Giving your Spark jobs access to S3 and other AWS resources

Note: You should be logged into the member account for the following steps

Orchestera platform provides a very simple and easy way to configure your Spark jobs for S3 access and other AWS resources.

Use the following steps to configure access to any AWS resources.

The following highlights S3 bucket access as an example but the same principles apply to any AWS resources.

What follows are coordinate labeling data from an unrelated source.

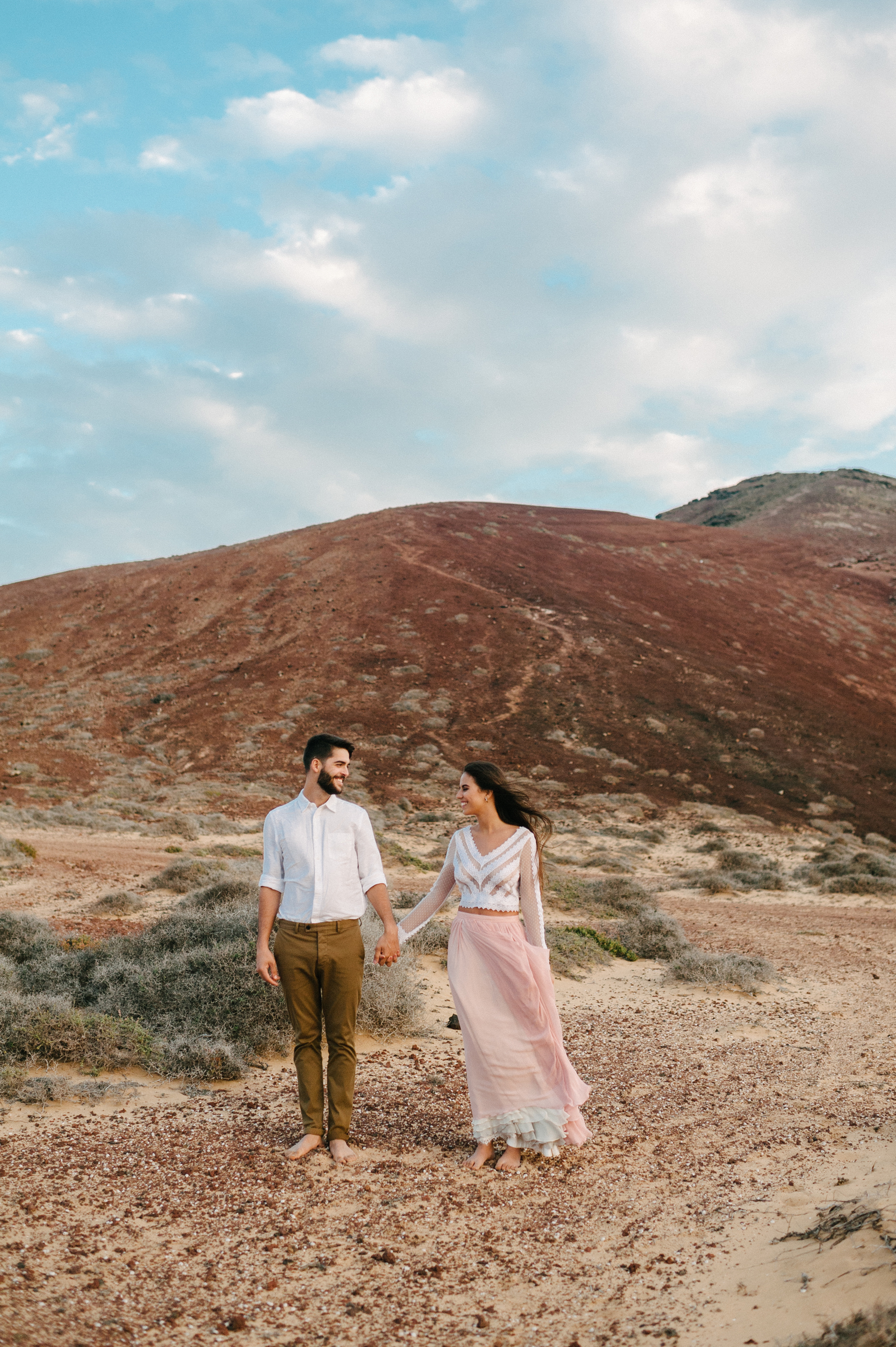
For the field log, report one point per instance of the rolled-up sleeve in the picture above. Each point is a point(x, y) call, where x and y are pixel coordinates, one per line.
point(273, 874)
point(368, 853)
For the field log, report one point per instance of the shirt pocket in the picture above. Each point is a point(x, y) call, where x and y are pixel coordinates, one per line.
point(341, 853)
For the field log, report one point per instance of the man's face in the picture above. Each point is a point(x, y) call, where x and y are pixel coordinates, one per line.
point(333, 772)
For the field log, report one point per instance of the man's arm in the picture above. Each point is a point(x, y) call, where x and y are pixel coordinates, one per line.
point(264, 961)
point(387, 947)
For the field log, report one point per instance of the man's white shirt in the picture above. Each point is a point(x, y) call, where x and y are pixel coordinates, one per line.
point(321, 858)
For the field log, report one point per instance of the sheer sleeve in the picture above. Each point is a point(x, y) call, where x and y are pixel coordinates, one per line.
point(531, 896)
point(428, 907)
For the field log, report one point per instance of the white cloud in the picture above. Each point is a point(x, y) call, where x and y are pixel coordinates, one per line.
point(729, 197)
point(388, 56)
point(669, 465)
point(417, 116)
point(87, 306)
point(166, 153)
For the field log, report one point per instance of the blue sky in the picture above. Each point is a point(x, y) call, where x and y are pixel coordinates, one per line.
point(266, 264)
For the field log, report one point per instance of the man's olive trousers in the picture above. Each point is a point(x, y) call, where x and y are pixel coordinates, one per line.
point(321, 969)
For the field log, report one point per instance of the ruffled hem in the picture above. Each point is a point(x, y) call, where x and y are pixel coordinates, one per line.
point(529, 1129)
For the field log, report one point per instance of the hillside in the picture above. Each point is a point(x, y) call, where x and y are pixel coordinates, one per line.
point(590, 652)
point(847, 518)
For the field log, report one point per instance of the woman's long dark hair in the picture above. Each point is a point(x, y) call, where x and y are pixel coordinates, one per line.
point(512, 806)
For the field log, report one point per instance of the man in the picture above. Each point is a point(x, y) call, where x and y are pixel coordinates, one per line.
point(321, 866)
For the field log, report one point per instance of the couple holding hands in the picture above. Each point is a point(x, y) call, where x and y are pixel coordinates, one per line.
point(323, 866)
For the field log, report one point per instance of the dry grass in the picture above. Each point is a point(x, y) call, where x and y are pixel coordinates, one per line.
point(860, 884)
point(867, 1329)
point(182, 876)
point(599, 897)
point(733, 970)
point(574, 952)
point(651, 934)
point(227, 893)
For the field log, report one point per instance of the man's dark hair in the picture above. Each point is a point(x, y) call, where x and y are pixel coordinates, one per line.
point(321, 746)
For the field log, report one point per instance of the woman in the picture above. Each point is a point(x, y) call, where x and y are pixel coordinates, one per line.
point(523, 1090)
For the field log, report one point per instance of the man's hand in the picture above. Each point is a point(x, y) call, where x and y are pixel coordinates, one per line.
point(387, 947)
point(266, 966)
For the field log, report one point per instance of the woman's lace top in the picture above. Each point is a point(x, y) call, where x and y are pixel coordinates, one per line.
point(504, 880)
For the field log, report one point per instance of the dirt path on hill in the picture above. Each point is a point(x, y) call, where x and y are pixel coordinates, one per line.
point(721, 1124)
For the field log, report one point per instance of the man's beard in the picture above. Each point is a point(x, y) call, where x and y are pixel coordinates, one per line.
point(328, 784)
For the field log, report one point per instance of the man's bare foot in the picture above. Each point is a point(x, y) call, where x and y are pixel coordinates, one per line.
point(304, 1147)
point(483, 1152)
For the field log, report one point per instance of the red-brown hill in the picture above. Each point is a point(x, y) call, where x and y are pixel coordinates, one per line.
point(847, 516)
point(600, 651)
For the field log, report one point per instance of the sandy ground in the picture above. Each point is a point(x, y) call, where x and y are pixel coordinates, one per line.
point(721, 1124)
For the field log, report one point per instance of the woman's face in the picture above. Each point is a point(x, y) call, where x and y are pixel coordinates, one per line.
point(471, 797)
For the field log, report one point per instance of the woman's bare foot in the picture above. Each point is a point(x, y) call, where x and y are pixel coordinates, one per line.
point(304, 1147)
point(483, 1152)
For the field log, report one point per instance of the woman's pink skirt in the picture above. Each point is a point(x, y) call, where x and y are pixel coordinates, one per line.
point(523, 1089)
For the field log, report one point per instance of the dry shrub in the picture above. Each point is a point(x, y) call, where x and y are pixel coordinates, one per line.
point(432, 938)
point(224, 895)
point(739, 970)
point(599, 897)
point(14, 849)
point(860, 884)
point(23, 938)
point(573, 953)
point(654, 935)
point(117, 904)
point(48, 1029)
point(200, 1058)
point(186, 874)
point(712, 845)
point(391, 1000)
point(11, 1081)
point(867, 1329)
point(746, 861)
point(189, 976)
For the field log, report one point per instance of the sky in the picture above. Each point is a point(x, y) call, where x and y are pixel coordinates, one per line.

Setting up S3 access via AWS Parameter Store

In your AWS Console, search for Parameter Store
Click on “Create parameter”
Specify the name exactly as follows: /orchestera/sparklith/<cluster-name>/<namespace>/iams/s3. Replace <cluster-name> with your EKS cluster name (e.g. ws-2-u-2-feb-14-dev-local-eks) and <namespace> with the actual namespace for which you are giving pods access to.
Select Type as String and Data type as text
Paste the following in the Value area. Make sure that it’s a valid JSON. You can use https://jsonlint.com/ for JSON validation

{
    "service_account_name": "spark",
    "role_name": "sparklith-s3-full-access",
    "inline_policies": {
        "s3-full-access": {
            "Version": "2012-10-17",
            "Statement": [
                {
                    "Effect": "Allow",
                    "Action": [
                        "s3:*"
                    ],
                    "Resource": "*"
                }
            ]
        }
    },
    "tags": {
        "Purpose": "Spark S3 Full Access",
        "ManagedBy": "Sparklith"
    }
}

This policy would give full access to all S3 buckets in your member account to your pods in the <namespace> for all the Spark clusters that are launched in that member account using the Orchestera platform.

You can modify this example to give your Spark jobs access to any AWS resources.